The company requires employees to swipe a card on a card reader when they enter and exit the bathroom, and keeps track of how much time each employee spends in the toilet.  If an employee spends more than 60 minutes in the bathroom in ten working days – or about 6 minutes per day – the employee can be given a disciplinary warning for “excessive use of the bathroom.”  On the other hand, an employee who does not use the restroom at all during a workday can earn a dollar on a gift card, for up to $20 per month.

In California, there would be several problems with a potty policy like this.  California goes a lot further than many states to protect employee privacy.  Keeping a list monitoring all line employees’ bathroom time seems to be a fairly major invasion of the employees’ privacy, and while there are no laws directly addressing this situation, there is a good chance the courts would agree the employer’s policy goes much too far.

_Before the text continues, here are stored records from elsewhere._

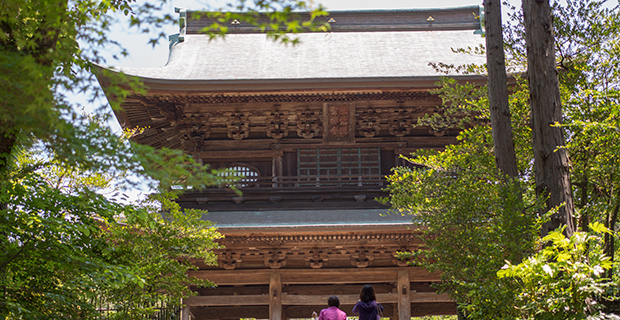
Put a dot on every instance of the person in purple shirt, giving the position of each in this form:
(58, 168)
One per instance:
(367, 307)
(333, 312)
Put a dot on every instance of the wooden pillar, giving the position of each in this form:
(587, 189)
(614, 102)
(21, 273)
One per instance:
(275, 297)
(185, 313)
(404, 296)
(395, 315)
(276, 170)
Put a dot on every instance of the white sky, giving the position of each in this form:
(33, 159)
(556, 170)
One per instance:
(142, 54)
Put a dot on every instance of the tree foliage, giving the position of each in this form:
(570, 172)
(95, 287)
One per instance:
(458, 197)
(564, 279)
(65, 245)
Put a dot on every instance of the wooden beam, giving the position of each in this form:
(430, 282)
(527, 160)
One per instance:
(223, 300)
(306, 300)
(404, 295)
(252, 154)
(345, 299)
(275, 296)
(426, 297)
(315, 276)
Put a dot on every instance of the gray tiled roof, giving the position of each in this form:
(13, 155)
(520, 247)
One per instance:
(300, 218)
(319, 56)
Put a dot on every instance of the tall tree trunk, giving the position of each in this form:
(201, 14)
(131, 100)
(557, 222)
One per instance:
(503, 142)
(551, 163)
(611, 219)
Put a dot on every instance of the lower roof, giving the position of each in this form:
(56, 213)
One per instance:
(307, 218)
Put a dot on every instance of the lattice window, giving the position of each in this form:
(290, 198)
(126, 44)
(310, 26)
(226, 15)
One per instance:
(246, 174)
(341, 166)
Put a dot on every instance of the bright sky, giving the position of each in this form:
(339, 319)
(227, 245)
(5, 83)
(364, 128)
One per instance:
(142, 54)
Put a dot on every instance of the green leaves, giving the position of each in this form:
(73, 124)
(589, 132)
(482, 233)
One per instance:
(562, 280)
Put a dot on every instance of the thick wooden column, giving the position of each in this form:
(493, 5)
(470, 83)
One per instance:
(275, 297)
(185, 313)
(404, 296)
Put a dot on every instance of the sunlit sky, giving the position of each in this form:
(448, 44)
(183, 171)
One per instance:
(142, 54)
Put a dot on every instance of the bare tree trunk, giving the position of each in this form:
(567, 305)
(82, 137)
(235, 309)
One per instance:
(551, 161)
(611, 219)
(503, 142)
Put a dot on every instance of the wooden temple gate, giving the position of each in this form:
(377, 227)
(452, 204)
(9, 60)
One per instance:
(313, 129)
(295, 280)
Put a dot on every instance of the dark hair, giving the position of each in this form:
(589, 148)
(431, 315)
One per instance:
(367, 293)
(333, 301)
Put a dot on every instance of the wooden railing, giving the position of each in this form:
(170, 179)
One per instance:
(284, 182)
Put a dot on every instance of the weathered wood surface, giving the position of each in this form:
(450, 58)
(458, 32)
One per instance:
(314, 276)
(275, 296)
(404, 295)
(551, 162)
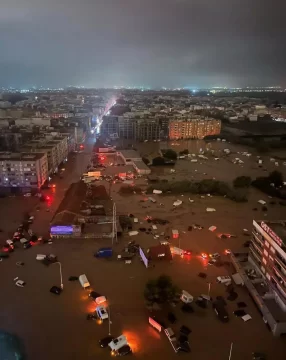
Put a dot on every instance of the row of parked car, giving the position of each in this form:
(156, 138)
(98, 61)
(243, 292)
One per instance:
(25, 237)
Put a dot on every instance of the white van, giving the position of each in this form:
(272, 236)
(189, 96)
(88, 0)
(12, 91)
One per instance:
(117, 343)
(83, 281)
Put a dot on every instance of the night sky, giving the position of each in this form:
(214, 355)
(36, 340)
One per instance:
(151, 43)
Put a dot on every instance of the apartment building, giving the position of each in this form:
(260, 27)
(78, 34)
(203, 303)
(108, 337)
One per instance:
(143, 128)
(267, 253)
(193, 128)
(23, 171)
(56, 149)
(109, 125)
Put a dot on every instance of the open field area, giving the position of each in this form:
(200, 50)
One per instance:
(55, 327)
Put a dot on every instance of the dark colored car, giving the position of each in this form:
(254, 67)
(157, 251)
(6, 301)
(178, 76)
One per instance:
(258, 356)
(4, 255)
(94, 295)
(221, 311)
(55, 290)
(124, 350)
(8, 248)
(172, 318)
(185, 330)
(184, 347)
(105, 341)
(27, 245)
(187, 308)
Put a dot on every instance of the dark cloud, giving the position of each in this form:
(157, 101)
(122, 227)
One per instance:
(142, 42)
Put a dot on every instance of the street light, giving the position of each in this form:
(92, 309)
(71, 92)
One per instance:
(209, 289)
(61, 275)
(230, 351)
(109, 321)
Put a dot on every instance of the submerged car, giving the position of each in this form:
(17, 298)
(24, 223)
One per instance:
(123, 351)
(105, 341)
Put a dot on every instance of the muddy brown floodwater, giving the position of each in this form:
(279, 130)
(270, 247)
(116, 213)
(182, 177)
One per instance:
(55, 327)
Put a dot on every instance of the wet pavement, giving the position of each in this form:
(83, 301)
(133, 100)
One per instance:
(55, 327)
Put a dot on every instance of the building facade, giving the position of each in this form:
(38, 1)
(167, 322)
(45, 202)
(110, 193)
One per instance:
(56, 149)
(193, 129)
(268, 251)
(23, 171)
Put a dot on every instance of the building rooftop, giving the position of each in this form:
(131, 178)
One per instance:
(278, 227)
(129, 154)
(21, 156)
(275, 310)
(140, 165)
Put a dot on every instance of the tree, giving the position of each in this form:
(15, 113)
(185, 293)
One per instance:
(242, 181)
(158, 161)
(170, 154)
(161, 290)
(276, 177)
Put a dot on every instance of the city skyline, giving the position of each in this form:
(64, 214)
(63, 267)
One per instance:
(181, 44)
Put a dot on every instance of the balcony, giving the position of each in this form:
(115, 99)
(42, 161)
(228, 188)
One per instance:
(258, 237)
(280, 270)
(257, 247)
(279, 286)
(255, 256)
(280, 260)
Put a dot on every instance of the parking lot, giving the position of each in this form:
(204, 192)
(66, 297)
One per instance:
(53, 327)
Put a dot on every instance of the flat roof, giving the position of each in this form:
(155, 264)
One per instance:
(141, 165)
(21, 156)
(115, 170)
(129, 154)
(275, 310)
(278, 227)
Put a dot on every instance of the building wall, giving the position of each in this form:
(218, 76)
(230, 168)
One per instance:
(23, 172)
(271, 258)
(193, 129)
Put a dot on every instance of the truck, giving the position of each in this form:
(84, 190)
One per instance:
(83, 281)
(104, 253)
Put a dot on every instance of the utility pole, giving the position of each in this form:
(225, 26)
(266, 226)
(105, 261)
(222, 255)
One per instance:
(114, 225)
(230, 351)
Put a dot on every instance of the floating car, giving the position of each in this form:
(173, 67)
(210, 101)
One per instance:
(105, 341)
(124, 350)
(215, 256)
(55, 290)
(8, 248)
(20, 283)
(101, 312)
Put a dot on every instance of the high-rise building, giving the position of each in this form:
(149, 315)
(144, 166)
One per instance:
(268, 252)
(23, 171)
(109, 125)
(193, 128)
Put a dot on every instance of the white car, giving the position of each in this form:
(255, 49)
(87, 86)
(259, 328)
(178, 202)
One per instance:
(215, 256)
(20, 283)
(118, 343)
(101, 312)
(226, 280)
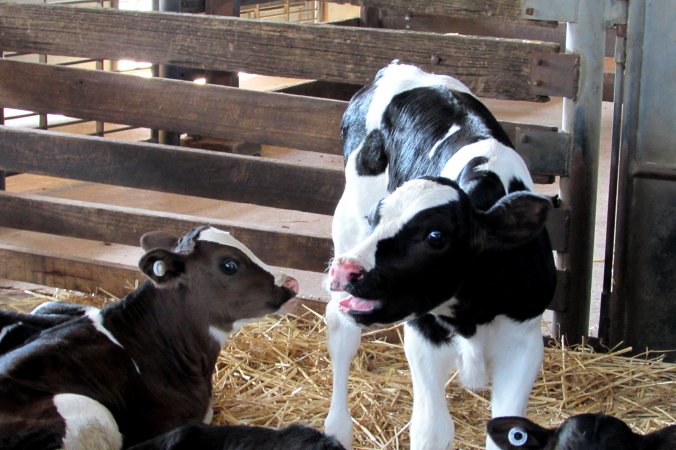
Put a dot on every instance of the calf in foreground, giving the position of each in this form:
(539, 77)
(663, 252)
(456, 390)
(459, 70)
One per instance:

Even worse, the potty policy could require employees to give their employers private, medical information.  There are numerous medical and disability-related reasons an employee might not be able to comply with the 6-minute limit or might need more than one or two bathroom breaks in a day, from Crohn’s Disease to medication-related incontinence issues, to nausea from pregnancy or even cancer-related chemotherapy.  Not only would the potty policy discriminate against these people, which would be unlawful, but it also might require them to explain their medical conditions simply to keep their jobs.  Normally, employers are very limited in what kinds of medical information they can ask, but a policy like the one the Chicago company has would basically require employees to volunteer the information.  A California company almost certainly would not be able to get away with such taboo toilet tracking.